I left some important sightseeing unfinished on my first full day in Porto, Portugal, and with the May weather still holding glorious and fair, I set out the next day (in the afternoon, naturally; the a.m. is for sleeping in), 19 May 2018, to rectify the situation.
Specifically, I hadn’t made it across the river yet. Across the Douro River from Porto sits the suburb of Vila Nova de Gaia. As with every sight in Porto, it’s easily walkable (if you can handle steep hills). The most scenic route is across the Ponte Dom Luís I. There are actually two different walkways across the bridge. I crossed both. I didn’t care for the lower walkway, which has very narrow sidewalks on either side crammed with tourists, with traffic zipping by in the center. The upper walkway, towering seemingly a mile over the river, is more scenic and has two very wide sidewalks (also crowded with tourists). One of Porto’s metro lines also crosses the top of the bridge, but when there’s no train in sight (usually the case), pedestrians have the entire span to themselves.
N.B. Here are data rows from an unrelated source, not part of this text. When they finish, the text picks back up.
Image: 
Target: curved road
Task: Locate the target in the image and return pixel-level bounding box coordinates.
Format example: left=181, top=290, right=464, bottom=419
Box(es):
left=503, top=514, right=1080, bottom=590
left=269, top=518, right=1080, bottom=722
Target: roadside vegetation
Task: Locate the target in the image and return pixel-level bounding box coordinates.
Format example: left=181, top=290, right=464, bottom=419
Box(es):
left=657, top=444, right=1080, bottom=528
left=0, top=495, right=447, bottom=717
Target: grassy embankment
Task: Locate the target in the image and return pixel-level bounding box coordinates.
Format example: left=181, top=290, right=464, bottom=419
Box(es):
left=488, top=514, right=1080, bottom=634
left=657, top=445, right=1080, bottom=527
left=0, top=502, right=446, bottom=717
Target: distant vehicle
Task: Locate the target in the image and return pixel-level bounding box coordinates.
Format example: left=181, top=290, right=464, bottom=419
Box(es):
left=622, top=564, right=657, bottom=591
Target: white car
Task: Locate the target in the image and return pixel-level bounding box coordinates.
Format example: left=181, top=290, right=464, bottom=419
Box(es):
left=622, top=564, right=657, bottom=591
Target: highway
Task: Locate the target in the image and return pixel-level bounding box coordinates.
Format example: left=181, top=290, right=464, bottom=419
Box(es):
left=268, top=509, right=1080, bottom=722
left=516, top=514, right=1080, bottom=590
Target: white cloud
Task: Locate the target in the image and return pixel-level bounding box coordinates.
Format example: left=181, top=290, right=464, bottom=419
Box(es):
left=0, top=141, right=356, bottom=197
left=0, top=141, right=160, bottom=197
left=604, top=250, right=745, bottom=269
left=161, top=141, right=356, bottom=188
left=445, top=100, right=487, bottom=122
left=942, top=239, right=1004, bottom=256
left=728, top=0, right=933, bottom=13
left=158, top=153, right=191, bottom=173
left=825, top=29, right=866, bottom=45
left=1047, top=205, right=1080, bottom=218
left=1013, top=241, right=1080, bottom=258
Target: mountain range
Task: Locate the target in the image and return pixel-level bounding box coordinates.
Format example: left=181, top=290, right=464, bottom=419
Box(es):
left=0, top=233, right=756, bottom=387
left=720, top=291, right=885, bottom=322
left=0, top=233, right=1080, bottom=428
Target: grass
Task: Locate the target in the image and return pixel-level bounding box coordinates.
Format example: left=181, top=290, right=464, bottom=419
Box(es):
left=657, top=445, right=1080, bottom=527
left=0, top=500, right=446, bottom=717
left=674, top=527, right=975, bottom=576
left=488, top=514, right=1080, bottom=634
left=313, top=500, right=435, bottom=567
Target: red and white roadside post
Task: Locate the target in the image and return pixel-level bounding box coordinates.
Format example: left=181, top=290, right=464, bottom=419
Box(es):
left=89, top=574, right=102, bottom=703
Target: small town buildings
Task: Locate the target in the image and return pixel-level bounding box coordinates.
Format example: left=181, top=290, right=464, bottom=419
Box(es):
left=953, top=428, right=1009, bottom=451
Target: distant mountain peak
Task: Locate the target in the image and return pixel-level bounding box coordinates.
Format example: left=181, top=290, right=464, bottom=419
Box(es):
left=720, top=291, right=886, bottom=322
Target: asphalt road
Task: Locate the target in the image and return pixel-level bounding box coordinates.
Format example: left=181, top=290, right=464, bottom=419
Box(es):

Now, most tourists’ interest in Vila Nova de Gaia is in the port wineries lining this side of the river, all of which offer tastings. I’m not really into wine tasting, but it is a pleasant, mostly car-free place to stroll.
No, what really captivates me about this side of the river is a fairly small but perfectly situated park named Jardin do Morro. It combines so many things I love: Free admission, dramatic hilly scenery, great people-watching, outdoor dining, drinking in public, and (on weekends) has food trucks to boot. I enjoyed my picnic lunch here so much (aided by the high-quality wine and beer I bought dirt-cheap at the supermarket and brought with me) that I repeated it the following day.
Unbeatable! And well within budget. My time here was my happiest of all in Porto.
And afterward, I did a little more exploring. The river overlook near my lodgings, which seemed kind of seedy the night I arrived, featured a flea market on Saturday (19 May) with local folks selling their old clothes, CDs, and bric-a-brac. And the same space on Sunday hosted an unsually niche pet market. There were a few fish tanks, but 90% of the pets for sale here were birds.
This being Porto, I saw many beautiful buildings…
…and an equal number of decrepit piles.